We are all used to classical probabilities. Suppose we have an equal mixture of A and B, each of which has an equal chance of having the property X. It's an easy matter to calculate the probability of X in the mixture is:
$$P(X) = P(X|A)P(A) + P(X|B)P(B) = \frac 1 2 \cdot \frac 1 2 + \frac 1 2 \cdot \frac 1 2 = \frac 1 2$$
And we see that the probabilities combine independently, with no "interference".

In QM we use complex probabilitiy amplitudes, with the probability being the square of the modulus of the amplitude. This means that the terms in the superposition may not combine independently and do not behave like classical probabilities above. If we take $x$ and $z$ spin, we have:
$$|z+ \rangle = \frac 1 {\sqrt 2}(|x+ \rangle + |x- \rangle)$$ $$|z- \rangle = \frac 1 {\sqrt 2}(|x+ \rangle - |x- \rangle)$$
We see that the states of $|z+ \rangle$ and $|z- \rangle$ both have a equal probability of giving $|x+ \rangle$ and $|x- \rangle$ upon measurement of $x$ spin. But, a simple superposition of these states may cancel out either the $|x+ \rangle$ or $|x- \rangle$ state. And we see that it is not the case that every supeposition of $|z+ \rangle$ and $|z- \rangle$ has an equal probability of giving $|x+ \rangle$ and $|x- \rangle$ upon measurement of $x$ spin.

To be specific, we have: $$|x+ \rangle = \frac 1 {\sqrt 2}(|z+ \rangle + |z- \rangle)$$ $$|x- \rangle = \frac 1 {\sqrt 2}(|z+ \rangle - |z- \rangle)$$ In other words, the $|x+ \rangle$ state is an equal superposition of two states, each of which individually would yield $|x+ \rangle$ with only 50% probability.

This, in a nutshell, is where QM probability amplitudes behave very differently from classical probabilities.

 

[PeroK]

PS the two states $z+ \rangle$ and $|z- \rangle$ form a basis for the space of spin states. Any spin state, therefore, can be expressed as a linear combination (superposition) of these two states. The same is true for $x+ \rangle$ and $|x- \rangle$, and the $y$ spin states and, indeed, the spin states about any axis.

I would encourage you to study the spin 1/2 system until you really understand it, as this simple system contains the heart of QM.

 

[vanhees71]

A very nice book using the "spin-1/2-first" approach is

J.J. Sakurai, S.F. Tuan, Modern Quantum Mechanics, Revised Edition

The newer 2nd and 3rd editions coauthored by Napolitano are also fine, but it contains the socalled "relativistic quantum mechanics", which should rather be substituted by a treatment in terms of relativistic QFT ;-).

 

[PeterDonis]

Rather than a book, I should have said notes, it's a text written by the professors for the Quantum Mechanics course I am taking (and not a very good one, by the way).

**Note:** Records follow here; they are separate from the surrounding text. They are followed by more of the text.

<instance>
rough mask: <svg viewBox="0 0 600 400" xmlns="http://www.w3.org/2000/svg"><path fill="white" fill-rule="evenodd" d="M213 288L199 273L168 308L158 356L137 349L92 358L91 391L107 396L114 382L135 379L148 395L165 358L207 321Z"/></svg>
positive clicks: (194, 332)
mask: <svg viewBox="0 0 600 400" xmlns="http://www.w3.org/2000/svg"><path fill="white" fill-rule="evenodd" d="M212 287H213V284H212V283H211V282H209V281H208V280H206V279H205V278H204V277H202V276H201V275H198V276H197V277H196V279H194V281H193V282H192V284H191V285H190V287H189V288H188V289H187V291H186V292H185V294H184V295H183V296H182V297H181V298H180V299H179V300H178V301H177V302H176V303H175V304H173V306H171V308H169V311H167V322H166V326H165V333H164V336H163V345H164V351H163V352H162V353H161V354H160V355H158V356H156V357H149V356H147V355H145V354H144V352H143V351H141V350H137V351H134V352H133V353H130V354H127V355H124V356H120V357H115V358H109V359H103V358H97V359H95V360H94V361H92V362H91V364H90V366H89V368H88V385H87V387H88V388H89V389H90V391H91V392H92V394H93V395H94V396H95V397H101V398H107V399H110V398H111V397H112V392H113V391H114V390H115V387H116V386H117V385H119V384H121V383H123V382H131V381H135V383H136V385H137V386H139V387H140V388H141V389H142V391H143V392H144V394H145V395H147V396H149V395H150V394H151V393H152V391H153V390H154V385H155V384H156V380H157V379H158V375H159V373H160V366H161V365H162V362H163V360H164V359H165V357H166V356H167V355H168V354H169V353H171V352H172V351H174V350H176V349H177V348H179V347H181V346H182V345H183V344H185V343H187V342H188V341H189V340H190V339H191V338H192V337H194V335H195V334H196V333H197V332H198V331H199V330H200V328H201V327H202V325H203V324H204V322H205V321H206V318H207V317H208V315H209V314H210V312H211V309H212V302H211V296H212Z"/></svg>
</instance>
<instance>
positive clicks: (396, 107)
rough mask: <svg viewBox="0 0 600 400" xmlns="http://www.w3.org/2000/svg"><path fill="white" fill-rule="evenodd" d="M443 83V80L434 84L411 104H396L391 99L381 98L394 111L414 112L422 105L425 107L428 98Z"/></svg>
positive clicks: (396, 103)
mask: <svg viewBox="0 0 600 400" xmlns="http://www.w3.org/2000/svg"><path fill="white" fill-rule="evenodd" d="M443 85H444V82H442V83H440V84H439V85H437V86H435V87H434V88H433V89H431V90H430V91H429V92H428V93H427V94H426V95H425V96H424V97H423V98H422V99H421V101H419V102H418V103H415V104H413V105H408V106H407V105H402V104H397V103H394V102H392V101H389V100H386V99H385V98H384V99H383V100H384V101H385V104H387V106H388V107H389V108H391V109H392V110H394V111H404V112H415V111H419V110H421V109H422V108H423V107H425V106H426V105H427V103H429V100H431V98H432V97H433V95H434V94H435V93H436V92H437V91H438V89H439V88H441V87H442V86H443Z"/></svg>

If we can't see it, it can't serve as a basis for a PF discussion. We need a reference that we can all see.

If your text is not very good, that's even more of a reason not to use it as a reference for discussion. You might try looking at some other QM textbooks.

 

[CelHolo]

A very nice book using the "spin-1/2-first" approach is

Schwinger's own book "The Symbolism of Atomic Measurement" is also quite nice in this regard. Especially the first few chapters.

 

[vanhees71]

Particularly the very first chapter is a gem!